Hugh was a few years older than I, a wonderful, happy, accomplished, kind man I had the privilege to have as a patient. One day he came in with some vague story of losing his ability to move right. Not much detail. What I had learned early on, in medical school, came to mind. As a fourth-year student, I followed a family doc in Lodi CA to the ER to see a young girl with leg pain. He had her walk, and I could also see her gait was off. “What’s wrong”, said I. “I don’t know, but that’s not a normal limp”. He ordered a hip Xray, which demonstrated a slipped capital femoral epiphysis (Look it up! Want me to google that FOR you? Sheesh!). Anyway, the principal is science. Make an observation, form a hypothesis, do a test, reformulate your hypothesis. He didn’t KNOW it was a hip limp, but he formed a good hypothesis, and the test provided the answer. “Hugh, let’s walk in the hall!” He walked away from me for about 15 ft. “Stop, turn around, walk back”. I watched. “Let’s go back in the exam room. Sit down. Hugh, I think you have Parkinson’s  disease”.

When you and I walk, our arms swing in time with our legs, only opposite. His arms weren’t swinging. A clue to Parkinson’s. I referred him to neurology, who confirmed, and started him on treatment. 

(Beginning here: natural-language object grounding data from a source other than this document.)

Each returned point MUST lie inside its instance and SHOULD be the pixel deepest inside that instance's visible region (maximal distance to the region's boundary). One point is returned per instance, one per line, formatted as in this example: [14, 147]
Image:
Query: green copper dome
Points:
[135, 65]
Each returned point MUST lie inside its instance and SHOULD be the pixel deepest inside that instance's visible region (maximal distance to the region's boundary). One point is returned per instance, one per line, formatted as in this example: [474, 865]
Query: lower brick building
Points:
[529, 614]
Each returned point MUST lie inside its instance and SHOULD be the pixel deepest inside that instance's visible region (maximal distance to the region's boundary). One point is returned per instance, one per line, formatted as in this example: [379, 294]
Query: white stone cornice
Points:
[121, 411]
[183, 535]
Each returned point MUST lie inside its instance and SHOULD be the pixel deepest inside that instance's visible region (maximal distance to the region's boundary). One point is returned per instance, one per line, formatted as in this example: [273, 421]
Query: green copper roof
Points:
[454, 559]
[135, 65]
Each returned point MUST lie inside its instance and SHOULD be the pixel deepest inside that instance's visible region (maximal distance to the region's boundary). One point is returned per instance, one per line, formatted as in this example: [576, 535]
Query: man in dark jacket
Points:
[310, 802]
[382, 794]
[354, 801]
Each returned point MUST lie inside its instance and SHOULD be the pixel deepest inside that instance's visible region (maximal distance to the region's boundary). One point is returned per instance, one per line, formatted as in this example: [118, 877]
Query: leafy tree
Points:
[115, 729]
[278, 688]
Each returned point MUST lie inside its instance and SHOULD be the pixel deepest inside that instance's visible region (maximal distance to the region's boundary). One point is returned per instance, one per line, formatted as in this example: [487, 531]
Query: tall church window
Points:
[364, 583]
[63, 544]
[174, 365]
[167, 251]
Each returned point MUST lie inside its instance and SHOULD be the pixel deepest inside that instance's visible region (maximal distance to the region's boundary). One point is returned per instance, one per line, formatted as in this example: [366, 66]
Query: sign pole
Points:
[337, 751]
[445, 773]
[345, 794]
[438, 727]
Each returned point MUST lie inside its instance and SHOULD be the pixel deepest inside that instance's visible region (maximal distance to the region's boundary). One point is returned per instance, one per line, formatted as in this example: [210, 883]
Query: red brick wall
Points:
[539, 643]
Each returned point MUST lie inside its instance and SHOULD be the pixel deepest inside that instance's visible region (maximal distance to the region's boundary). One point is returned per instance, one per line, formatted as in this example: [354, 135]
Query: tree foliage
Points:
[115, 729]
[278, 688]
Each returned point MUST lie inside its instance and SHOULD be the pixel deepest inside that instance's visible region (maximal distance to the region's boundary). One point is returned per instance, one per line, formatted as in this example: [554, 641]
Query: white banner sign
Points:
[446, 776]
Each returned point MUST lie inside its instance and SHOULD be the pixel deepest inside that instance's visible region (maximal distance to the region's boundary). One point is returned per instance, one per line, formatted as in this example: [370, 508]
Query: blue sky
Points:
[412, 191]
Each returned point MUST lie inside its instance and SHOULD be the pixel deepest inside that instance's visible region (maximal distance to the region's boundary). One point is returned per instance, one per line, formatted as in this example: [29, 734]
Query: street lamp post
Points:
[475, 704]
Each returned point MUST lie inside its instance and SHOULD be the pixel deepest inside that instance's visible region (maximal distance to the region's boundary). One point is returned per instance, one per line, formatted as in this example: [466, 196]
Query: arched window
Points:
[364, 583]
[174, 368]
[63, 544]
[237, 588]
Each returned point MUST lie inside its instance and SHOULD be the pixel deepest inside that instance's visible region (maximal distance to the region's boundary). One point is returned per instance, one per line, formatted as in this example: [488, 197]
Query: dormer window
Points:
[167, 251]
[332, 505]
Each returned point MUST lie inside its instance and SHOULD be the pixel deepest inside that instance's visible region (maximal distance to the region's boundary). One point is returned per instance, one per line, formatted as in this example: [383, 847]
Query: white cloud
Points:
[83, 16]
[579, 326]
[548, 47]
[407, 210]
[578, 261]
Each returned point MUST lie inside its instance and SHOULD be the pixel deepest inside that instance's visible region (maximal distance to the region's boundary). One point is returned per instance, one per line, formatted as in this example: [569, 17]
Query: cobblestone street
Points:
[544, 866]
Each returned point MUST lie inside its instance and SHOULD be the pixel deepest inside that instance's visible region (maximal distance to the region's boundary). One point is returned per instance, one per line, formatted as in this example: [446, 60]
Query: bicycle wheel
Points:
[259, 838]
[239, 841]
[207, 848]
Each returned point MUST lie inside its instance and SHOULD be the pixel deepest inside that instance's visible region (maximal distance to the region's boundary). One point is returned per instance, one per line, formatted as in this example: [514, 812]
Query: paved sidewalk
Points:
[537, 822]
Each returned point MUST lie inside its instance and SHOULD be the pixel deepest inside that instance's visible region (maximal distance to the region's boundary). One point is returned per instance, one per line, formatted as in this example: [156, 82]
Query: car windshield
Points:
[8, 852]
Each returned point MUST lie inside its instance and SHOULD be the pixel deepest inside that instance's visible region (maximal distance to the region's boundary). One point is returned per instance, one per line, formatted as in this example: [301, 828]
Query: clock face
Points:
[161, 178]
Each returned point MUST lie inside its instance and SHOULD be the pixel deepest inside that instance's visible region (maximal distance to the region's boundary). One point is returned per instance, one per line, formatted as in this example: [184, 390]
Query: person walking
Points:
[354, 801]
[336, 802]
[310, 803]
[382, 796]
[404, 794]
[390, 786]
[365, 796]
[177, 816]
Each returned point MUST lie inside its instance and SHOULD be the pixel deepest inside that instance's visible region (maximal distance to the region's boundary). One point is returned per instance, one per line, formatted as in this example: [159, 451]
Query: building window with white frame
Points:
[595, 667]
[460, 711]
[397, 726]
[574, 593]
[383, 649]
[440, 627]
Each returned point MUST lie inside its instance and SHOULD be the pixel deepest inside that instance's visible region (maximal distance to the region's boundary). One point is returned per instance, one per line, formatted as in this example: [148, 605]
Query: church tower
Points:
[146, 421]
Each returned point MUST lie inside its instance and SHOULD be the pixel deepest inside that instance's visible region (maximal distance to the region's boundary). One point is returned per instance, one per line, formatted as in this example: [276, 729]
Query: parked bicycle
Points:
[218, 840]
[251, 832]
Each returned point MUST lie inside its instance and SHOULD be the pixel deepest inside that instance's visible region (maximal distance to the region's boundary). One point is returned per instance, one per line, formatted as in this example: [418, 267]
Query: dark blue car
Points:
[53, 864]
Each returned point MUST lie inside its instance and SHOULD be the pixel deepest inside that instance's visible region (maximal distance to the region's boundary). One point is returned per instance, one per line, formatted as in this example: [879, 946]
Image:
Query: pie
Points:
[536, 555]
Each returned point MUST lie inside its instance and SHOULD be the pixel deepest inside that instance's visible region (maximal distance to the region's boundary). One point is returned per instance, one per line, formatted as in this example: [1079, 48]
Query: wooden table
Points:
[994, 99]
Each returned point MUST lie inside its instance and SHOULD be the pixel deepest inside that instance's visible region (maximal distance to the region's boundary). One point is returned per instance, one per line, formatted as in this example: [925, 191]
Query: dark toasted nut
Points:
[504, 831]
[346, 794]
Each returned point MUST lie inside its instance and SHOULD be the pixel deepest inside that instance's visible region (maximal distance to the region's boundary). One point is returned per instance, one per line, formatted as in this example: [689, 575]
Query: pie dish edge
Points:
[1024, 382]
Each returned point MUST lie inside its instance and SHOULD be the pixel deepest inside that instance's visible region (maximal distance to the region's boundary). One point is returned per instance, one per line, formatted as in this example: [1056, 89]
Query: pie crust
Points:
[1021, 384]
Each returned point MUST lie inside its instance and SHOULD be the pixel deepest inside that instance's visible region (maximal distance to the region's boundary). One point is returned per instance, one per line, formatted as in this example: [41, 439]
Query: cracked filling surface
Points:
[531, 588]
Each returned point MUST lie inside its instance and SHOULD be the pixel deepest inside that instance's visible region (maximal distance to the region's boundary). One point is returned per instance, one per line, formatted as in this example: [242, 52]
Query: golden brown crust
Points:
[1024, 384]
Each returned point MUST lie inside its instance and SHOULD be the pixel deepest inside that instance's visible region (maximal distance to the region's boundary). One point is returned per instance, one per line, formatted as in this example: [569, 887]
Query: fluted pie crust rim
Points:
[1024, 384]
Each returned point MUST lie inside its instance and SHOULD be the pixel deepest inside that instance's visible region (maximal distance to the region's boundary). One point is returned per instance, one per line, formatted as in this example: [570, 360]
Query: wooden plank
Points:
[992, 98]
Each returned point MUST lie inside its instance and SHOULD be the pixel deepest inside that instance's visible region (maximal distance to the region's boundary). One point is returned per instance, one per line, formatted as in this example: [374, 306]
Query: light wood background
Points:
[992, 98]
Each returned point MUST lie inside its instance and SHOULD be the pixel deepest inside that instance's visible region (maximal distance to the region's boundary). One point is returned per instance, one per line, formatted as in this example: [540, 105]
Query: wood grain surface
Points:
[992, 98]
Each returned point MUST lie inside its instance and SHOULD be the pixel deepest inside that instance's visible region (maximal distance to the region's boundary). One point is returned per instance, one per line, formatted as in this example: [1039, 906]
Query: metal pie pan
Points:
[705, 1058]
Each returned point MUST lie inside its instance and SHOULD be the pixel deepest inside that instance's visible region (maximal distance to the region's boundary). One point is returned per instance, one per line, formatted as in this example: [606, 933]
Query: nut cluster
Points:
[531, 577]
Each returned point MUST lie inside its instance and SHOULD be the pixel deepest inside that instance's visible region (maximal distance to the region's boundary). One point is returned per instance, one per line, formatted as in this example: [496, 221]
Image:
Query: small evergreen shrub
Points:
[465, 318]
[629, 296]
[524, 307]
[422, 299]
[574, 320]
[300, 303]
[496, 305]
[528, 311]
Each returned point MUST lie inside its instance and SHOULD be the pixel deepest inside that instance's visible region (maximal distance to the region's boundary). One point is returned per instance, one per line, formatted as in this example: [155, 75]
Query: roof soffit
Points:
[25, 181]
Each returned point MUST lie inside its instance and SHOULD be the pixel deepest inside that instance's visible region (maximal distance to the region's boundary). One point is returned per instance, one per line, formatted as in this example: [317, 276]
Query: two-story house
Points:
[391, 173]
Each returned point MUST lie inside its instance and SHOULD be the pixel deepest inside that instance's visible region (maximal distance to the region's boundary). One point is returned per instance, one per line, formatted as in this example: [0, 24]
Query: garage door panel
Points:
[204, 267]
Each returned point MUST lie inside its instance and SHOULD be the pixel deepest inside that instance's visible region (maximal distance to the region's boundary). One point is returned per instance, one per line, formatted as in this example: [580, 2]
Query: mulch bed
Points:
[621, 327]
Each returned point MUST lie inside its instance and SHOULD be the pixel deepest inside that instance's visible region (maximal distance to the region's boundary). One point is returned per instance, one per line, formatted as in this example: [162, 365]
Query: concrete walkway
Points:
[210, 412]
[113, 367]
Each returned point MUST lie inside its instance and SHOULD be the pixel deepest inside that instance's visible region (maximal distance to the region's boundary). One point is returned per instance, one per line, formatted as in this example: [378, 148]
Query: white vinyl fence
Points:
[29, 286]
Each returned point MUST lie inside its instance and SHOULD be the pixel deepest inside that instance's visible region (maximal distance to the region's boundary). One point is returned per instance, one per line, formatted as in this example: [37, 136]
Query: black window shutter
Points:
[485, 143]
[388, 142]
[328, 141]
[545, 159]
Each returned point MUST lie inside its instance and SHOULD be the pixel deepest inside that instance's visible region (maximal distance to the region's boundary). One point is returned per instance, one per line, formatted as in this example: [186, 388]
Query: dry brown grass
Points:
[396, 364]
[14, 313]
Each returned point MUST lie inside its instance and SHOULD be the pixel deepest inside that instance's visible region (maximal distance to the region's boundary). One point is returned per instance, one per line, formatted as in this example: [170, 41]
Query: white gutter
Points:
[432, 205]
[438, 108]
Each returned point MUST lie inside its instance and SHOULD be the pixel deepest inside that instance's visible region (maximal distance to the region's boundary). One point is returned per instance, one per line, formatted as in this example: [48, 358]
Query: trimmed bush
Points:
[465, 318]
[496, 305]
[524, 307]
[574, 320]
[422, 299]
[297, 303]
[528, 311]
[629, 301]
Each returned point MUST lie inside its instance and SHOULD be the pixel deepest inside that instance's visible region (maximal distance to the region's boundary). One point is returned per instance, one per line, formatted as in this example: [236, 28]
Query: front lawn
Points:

Like a lot of specialty APPROPRIATE care, the medications and copious choices available made having specialty management make sense, since I didn’t have enough Parkinson patients to be good at managing that many treatment choices. Early in HIV, specialty management for my one patient made no sense, since there was NO treatment. I watched my patient’s immune cell counts decline for many months, although he didn’t reach the threshold of AIDS. Just before he did, AZT came out, and I put him on it, watched his immune system recover, and later start to decline again. He neared the threshold of AIDS again, but by then the new then triple therapy came out, and I referred him to an infectious disease expert, and he stayed there to manage the growing number of treatments available. He got his HIV in about 1985. I lost track of him, but he was well when I last knew.

Hugh will return in another story.

Oh, and today, an AI tool could reach the same conclusion I did with a short video clip, or maybe just a short clip of his face and it’s reduced movement and expression, or perhaps just his handwriting.